Elle fit encore un pas en avant.

– Je ne comprends pas pourquoi tu ne lâches pas prise, Pierre. Ici, tu n'es pas le fils de M. Rochard. Ici, tu n'as pas besoin d'être fort. Ici, tu n'as pas besoin de te battre et te remémorer à chaque fois que tu en étais incapable quand tu en avais le plus besoin.

Roxane posa une main sur ma joue. Je relevai la tête. Ca m'avait fait mal d'écouter tout ça.

– Ici, je serai toujours là, à tes côtés.

J'ai plongé mon regard dans celui de Roxane. Ses yeux avaient retrouvé un peu de sérénité, un peu de douceur. J'ai desserré les poings.
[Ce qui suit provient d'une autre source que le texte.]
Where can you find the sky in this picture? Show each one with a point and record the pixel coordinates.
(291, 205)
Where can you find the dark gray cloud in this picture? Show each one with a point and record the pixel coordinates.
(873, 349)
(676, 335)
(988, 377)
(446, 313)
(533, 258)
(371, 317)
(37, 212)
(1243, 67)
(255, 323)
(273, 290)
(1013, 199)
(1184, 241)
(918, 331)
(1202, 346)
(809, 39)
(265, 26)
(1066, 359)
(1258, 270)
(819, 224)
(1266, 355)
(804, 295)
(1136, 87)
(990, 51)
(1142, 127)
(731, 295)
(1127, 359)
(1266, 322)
J'avais des regrets et des remords, bien sûr. Après tout, qui n'en n'avait pas ?
» Si on te donnait l'opportunité de changer ton avenir, est-ce que tu la saisirais ?
Je me suis posé la question toute la semaine et je pense que non, je ne la saisirais pas.
› Pourquoi ?
Ce que j'ai vécu, ce que j'ai subi. Tout ça a fait de moi l'homme que je suis aujourd'hui. Je ne veux pas renier mon identité. Ce serait bafouer la mémoire de Ludivine.
» Qu'est-ce qu'on fait alors ?
Je veux rentrer chez moi.
› Tu es sûr de toi ?
Sûr à cent pour cent.

Les yeux de Roxane se durcirent de nouveau.

– Te rendre heureux, c'était mon vœu le plus cher. Je n'étais pas obligée de le faire, mais c'est ce que je voulais. Je le voulais de tout mon cœur.

Elle fit un mouvement vers le ciel et les ombres convergèrent tout autour de moi. Des tentacules noires émergèrent et m'encerclèrent.

– J'aurais voulu qu'on soit en phase, toi et moi. Pour que la symbiose soit parfaite. Tant pis. Mais j'ai besoin de toi et je ne te laisserai pas partir.

Les tentacules s'abattirent autour de moi – pas sur moi. Le sol se fractura.

– Métalosse, aide-moi !

Trop tard. Le sol se déroba – et moi avec.